Adu Ampuh Cara Anies Baswedan dan Ahok Mengatasi Banjir Jakarta, Ini Perbedaan Program-programnya
Dalam kurun lima tahun ini, terdapat perbedaan cara dalam pengendalian banjir oleh Pemprov DKI Jakarta.
Normalisasi ini adalah langkah melebarkan sungai dengan cara memindahkan atau menggusur warga yang tinggal di bantaran sungai.
Setelah dipindahkan, pinggiran sungai itu kemudian dilakukan betonisasi.
Warga di bantaran sungai yang dipindah atau digusur kemudian dipindahkan ke rumah-rumah susun yang disiapkan oleh Pemprov DKI Jakarta.
Di akhir masa jabatannya, Ahok bahkan menegaskan komitmennya tetap melanjutkan normalisasi sungai yang menjadi program andalannya itu.
Hal itu diungkapkan Ahok pada 2017.
"Tetap normalisasi, sampai saya berhenti dari sini," kata Ahok di Balai Kota DKI Jakarta, Jalan Medan Merdeka Selatan, Rabu (3/5/2017) seperi diberitakan Kompas.com.
Ahok seharusnya berhenti dari jabatannya sebagai Gubernur DKI Jakarta pada Oktober 2017.
Namun, belum sampai Oktober, Ahok mengundurkan diri sebagau Gubernur DKI pada 23 Mei 2017 karena kasus penodaan agama.
- Optimalisasi dan Perbaikan Pompa
Selain melakukan normalisasi sungai, di masa pemerintahannya, Ahok juga menekankan perbaikan pompa-pompa yang rusak.

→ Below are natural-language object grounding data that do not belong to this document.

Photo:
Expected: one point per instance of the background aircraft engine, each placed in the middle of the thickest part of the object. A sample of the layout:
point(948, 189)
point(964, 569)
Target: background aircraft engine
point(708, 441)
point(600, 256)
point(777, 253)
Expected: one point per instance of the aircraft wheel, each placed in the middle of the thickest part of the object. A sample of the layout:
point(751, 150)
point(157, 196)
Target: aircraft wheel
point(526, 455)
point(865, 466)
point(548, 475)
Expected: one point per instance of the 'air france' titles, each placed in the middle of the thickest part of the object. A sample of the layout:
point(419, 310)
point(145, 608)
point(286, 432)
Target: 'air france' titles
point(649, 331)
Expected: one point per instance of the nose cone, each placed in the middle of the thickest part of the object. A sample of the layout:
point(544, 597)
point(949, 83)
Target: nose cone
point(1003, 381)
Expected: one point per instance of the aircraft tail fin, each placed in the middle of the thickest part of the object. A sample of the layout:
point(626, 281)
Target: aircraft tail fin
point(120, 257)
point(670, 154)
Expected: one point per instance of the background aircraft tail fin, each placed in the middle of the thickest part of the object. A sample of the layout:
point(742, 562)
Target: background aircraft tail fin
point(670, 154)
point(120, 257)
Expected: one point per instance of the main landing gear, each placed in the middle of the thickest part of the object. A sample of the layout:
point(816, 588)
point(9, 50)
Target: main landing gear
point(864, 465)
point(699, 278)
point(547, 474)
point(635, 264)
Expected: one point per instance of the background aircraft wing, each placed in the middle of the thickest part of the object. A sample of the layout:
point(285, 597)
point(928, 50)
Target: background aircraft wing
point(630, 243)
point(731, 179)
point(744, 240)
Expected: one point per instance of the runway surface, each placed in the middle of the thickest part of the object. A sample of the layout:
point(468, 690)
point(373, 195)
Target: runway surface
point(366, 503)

Ahok meminta kepada camat dan lurah agar mengawasi pompa di wilayahnya.
Hal itu ditekankan Ahok pada 2015. "Saya instruksikan seluruh lurah harus tahu persis seluruh kondisi pompa di wilayahnya, harus ditungguin itu pompa, masih ada minyaknya enggak, hidup jam berapa, mati jam berapa," kata Ahok di gedung DPRD DKI Jakarta, Sabtu (19/12/2015) dikutip dari Kompas.com.
- Pengendalian Banjir Lewat Pembuatan Situ, Waduk, Embung dan Kanal
Langkah pengendalian banjir lainnya yang dilakukan Ahok adalah membuat situ, waduk, embung dan kanal.
Saat menyampaikan Laporan Keterangan Pertanggungjawaban (LKPJ) APBD 2014, di Gedung DPRD DKI, Senin (6/4/2015) Ahok mengklaim telah melakukan pengembangan situ hingga waduk.